Main Outcome Measures In-hospital costs, complications, and length of stay (LOS).

Results Of 106 patients, 91 received open surgery (19 free flap and 72 non-free flap) and 15 were treated with purely endoscopic approaches. Free flaps had a significantly higher average cost, operative time, and LOS compared to both non-free flap (p < 0.001, < 0.001, and < 0.01) and endoscopic (p = 0.01, 0.04, and < 0.01) groups. There were no significant differences in average costs between endoscopic and non-free flap groups ($19,157 vs. $14,806, p = 0.20) or LOS (5.7 vs. 6.4 days, p = 0.72). Compared with the non-free flap group, the endoscopic group had a longer average operative time (8.3 vs. 5.5 hours, p < 0.01) and higher rates of cerebrospinal fluid (CSF) leak (13 vs. 0%, p = 0.01) and intensive care unit (ICU) admission (80 vs. 36%, p < 0.01). Surgical approach (open vs. endoscopic) was not a significant predictor of any financial or perioperative outcome on multivariable analysis.

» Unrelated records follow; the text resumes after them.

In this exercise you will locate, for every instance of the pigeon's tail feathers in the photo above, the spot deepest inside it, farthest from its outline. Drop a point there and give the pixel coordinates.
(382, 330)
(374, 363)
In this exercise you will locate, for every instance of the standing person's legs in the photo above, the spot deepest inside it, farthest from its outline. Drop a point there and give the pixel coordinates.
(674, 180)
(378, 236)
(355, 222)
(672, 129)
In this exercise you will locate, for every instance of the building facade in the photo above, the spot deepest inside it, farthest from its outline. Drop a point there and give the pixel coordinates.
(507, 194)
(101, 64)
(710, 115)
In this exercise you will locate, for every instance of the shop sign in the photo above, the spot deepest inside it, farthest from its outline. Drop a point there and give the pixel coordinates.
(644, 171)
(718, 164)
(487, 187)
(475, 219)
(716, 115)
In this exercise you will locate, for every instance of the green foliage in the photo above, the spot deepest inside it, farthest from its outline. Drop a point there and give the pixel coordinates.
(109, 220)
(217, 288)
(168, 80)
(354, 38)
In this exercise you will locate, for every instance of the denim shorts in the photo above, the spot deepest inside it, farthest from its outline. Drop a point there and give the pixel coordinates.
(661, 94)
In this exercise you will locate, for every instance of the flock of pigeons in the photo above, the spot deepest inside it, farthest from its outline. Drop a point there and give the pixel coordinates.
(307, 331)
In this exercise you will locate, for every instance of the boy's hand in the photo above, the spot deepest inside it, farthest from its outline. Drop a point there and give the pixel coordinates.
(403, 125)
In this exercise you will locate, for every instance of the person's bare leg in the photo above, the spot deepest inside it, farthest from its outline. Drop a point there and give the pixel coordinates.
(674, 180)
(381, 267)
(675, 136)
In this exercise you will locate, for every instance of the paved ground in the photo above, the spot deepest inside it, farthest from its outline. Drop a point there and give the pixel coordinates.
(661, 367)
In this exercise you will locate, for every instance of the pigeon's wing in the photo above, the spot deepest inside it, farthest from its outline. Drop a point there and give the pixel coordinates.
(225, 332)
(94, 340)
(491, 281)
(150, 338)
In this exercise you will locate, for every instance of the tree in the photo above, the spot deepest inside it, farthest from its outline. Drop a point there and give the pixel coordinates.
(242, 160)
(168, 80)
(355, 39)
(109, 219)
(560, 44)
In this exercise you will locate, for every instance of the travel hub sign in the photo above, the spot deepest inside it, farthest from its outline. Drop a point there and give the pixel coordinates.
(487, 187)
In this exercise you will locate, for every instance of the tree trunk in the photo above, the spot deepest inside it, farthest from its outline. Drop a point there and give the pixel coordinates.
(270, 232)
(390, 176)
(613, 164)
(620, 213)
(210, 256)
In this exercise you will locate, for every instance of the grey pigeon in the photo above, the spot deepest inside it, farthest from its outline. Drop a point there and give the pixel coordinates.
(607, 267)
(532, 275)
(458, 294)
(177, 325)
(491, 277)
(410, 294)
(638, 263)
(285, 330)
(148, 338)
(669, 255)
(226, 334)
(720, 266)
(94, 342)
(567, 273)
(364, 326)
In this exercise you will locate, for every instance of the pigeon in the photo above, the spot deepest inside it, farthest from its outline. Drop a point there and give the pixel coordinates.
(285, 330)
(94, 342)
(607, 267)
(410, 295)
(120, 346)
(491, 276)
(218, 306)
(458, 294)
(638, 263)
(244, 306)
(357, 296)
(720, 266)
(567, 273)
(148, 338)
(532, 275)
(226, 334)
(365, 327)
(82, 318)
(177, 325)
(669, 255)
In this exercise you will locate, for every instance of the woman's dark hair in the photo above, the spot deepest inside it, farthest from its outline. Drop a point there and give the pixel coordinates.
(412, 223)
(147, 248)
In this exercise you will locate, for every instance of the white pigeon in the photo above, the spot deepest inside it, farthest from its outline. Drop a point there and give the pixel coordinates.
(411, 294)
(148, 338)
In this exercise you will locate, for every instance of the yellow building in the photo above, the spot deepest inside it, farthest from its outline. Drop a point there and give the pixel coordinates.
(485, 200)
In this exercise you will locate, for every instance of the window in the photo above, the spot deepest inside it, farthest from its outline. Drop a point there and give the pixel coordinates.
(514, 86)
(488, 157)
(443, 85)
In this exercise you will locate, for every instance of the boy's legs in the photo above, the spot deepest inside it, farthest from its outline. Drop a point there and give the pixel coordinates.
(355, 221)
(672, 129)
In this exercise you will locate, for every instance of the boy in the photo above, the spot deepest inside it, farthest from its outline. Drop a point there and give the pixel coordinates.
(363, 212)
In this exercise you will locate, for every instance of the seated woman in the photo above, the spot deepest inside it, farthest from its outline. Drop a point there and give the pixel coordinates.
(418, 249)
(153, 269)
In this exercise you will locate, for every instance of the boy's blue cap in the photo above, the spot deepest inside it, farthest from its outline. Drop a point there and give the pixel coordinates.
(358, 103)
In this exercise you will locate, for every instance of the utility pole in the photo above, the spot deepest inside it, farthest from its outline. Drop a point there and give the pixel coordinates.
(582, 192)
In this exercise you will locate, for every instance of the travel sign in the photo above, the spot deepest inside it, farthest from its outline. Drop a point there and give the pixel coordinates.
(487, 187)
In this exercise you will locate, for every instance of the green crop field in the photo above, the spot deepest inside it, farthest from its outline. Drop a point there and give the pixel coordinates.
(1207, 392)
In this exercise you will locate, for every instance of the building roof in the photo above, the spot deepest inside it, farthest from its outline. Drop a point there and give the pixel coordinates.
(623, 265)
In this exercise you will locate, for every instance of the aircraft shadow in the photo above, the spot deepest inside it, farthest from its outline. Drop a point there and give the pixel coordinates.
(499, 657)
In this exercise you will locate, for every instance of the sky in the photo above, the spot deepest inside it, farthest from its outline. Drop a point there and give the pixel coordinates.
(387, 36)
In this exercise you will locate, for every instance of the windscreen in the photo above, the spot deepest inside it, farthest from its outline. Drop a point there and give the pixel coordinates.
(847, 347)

Conclusion Hospital costs are comparable between endoscopic and open approaches when no free tissue reconstruction is required. Longer operative times, higher CSF leak rates, and our institutional protocol necessitating ICU admission for endoscopic cases may account for the failure to demonstrate cost savings with endoscopic surgery.

Authors' Contributions

All authors contributed extensively to the work presented in this paper. T.S.F. and J.R.A. jointly conceived the study design; T.S.F. collected and analyzed the data; T.S.F. interpreted the results and prepared the manuscript under supervision from E.M., I.W., A.V., and J.R.A.; E.M., I.W., A.V., G.Z., F.G., and J.R.A provided technical support and conceptual advice; all authors discussed the results and implications and edited the manuscript.


Funding

None declared.


Note

The study was presented at the North American Skull Base Association at the 27th Annual Meeting in New Orleans, Louisiana on March 5, 2017.